Отец, как обычно, был на операции. Мать же встречала его, хотя он и просил ее не делать этого. В новом бежевом костюме от Бена Цукермана, с прической, которая, по ее мнению, приличествовала обстоятельствам, мать выглядела куда моложе своих лет. В душе Берни родилось нечто вроде сыновьей благодарности, но тут мать заметила его спутницу.
– Это еще кто?!
– Это Шила Борден, мама.
Госпожа Фаин тут же впала в полуобморочное состояние.
– Так вы, выходит, путешествовали вместе? – Денег они ему давали столько, чтобы он мог провести в Европе месяц‑другой. Ему исполнился двадцать один. И деньги, и поездка были подарком ко дню рождения. – Вы… вы так бесстыдно путешествовали вместе?
Берни был готов сгореть от стыда. Шила же вела себя так, словно ничего особенного не произошло – она все так же мило улыбалась.
– Все в порядке, Берни… Не волнуйся… Мне ведь нужно на пригородный – до Хартфорда…
Она улыбнулась еще раз, взяла в руки дорожную сумку и тут же исчезла, даже не успев попрощаться. Мать уже вытирала платочком глаза.
– Мама, пожалуйста…
– Как ты мог нас обмануть?!
– Я вас не обманывал. Я тебе говорил по телефону – я встретил там друзей.
Лицо его стало красным, он был готов провалиться сквозь землю, лишь бы не видеть своей матери.
– Это ты называешь друзьями?
Ему вдруг вспомнились пляжи, парки, берега рек, комнаты крошечных отелей – все те места, где они были вместе… С этим мать уже ничего не могла сделать, что бы она ни говорила. Он сердито посмотрел на нее:
– Она мой ближайший друг!
Он схватил свою сумку и быстрым шагом вышел из здания аэропорта. Ему не нужно было оборачиваться, но он обернулся. Мать стояла на том же месте, теперь она плакала открыто.
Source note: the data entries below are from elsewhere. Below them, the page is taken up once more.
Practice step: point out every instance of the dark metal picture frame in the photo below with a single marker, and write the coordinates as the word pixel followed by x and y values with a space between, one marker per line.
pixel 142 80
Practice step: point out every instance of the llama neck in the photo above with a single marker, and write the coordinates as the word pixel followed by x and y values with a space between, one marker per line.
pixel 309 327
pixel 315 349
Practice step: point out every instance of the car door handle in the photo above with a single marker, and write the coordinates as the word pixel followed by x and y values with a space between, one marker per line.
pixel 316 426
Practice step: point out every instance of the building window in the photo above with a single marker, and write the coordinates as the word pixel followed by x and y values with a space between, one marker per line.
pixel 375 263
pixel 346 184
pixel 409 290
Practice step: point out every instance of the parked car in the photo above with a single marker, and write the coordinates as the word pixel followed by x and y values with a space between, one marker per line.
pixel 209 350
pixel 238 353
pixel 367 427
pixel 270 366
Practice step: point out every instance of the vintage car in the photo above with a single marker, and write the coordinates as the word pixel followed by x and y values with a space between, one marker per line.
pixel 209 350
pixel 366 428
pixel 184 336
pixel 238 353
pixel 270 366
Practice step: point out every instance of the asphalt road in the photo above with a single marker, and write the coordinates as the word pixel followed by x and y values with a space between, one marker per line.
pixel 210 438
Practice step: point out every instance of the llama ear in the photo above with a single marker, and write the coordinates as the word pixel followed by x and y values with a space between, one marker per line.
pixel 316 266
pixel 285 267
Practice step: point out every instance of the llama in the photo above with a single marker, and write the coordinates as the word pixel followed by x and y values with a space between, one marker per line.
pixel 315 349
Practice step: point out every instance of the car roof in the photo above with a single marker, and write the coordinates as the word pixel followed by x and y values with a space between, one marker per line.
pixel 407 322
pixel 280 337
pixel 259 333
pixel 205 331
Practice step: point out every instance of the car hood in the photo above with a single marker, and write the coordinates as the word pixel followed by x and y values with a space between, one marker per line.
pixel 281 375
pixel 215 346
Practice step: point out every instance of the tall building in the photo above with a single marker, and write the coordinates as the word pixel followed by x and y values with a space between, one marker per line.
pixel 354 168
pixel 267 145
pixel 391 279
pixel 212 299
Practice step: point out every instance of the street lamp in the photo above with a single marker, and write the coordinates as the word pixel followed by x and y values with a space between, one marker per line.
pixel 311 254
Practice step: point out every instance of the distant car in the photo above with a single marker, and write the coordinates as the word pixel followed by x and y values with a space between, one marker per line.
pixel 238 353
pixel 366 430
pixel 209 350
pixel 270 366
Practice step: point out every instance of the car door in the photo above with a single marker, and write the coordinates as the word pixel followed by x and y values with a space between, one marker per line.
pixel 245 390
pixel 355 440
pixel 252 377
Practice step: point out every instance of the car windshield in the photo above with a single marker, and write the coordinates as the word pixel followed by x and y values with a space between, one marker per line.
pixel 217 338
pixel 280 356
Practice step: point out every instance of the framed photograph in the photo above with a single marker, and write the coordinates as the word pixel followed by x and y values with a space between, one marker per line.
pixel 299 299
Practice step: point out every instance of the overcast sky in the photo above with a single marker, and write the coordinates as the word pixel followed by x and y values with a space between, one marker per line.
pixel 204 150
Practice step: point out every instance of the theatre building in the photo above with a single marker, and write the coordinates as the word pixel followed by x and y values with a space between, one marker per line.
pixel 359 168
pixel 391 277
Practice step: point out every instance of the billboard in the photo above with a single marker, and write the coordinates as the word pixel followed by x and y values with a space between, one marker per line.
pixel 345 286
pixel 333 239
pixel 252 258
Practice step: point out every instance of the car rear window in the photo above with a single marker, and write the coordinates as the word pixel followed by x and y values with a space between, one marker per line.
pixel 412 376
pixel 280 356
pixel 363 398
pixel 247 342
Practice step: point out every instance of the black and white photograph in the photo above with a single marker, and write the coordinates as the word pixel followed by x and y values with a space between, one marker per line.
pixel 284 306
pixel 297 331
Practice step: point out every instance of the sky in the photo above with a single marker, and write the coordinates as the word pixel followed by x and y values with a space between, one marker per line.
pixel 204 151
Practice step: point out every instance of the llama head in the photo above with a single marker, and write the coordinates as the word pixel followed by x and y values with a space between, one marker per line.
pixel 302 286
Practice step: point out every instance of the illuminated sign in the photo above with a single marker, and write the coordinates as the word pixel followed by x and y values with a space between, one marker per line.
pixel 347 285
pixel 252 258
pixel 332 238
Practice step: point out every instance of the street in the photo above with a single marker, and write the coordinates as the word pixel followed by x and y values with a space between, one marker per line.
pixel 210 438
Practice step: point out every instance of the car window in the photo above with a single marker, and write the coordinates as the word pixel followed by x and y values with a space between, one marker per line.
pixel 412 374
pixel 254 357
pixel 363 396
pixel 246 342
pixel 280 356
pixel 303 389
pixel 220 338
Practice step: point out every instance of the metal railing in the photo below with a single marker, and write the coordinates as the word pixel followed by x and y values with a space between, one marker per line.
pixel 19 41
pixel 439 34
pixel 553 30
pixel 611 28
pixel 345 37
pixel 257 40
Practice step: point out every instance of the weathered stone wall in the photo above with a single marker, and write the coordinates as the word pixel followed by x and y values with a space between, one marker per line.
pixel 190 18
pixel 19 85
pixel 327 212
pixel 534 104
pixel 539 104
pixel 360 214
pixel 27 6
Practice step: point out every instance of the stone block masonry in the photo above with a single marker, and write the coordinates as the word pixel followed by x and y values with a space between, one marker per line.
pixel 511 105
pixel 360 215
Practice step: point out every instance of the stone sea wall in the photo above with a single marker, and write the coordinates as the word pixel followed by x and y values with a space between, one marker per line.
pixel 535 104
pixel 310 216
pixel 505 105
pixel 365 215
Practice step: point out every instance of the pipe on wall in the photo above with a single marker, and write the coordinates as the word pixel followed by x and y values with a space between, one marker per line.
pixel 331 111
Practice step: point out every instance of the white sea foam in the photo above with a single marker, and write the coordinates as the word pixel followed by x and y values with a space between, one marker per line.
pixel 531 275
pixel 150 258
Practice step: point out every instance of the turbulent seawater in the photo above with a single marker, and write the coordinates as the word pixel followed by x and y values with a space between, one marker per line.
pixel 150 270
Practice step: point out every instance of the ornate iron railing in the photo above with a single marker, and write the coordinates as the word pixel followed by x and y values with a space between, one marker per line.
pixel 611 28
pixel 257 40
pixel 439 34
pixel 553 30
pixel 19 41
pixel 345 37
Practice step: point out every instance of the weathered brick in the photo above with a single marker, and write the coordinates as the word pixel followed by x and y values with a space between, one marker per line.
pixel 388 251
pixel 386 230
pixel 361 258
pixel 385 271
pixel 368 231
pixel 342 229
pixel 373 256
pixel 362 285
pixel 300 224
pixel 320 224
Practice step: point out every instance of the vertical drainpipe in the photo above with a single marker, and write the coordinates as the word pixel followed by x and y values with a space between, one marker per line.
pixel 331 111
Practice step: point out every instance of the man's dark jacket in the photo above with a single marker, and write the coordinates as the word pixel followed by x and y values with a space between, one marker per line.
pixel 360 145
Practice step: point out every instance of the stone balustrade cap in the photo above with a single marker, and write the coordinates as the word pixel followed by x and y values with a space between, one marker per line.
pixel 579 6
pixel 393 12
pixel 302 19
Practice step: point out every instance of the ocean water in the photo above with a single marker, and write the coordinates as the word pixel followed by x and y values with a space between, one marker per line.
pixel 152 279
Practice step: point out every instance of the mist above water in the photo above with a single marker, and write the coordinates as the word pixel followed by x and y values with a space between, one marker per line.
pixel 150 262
Берни вернулся и извинился перед ней, за что впоследствии не раз корил себя.
Осенью, когда вновь начались занятия, их роман продолжился. В праздник Благодарения он отправился в Хартфорд, чтобы познакомиться с родителями Шилы. Последние были сдержанны, но вежливы. Очевидно, их поразило что‑то такое, о чем Шила предпочитала не говорить. Когда они летели назад, Берни спросил:
– Их смутило, что я еврей?
Он был заинтригован. Неужели ее родители могут быть такими же сумасшедшими, как и его мать? Нет, это было невозможно. С Руфью Фаин сравниться не мог никто.
– Нет.
Шила рассеянно улыбнулась и, достав из сумочки сигарету с марихуаной, закурила. Они сидели в последнем ряду самолета, летевшего в Мичиган.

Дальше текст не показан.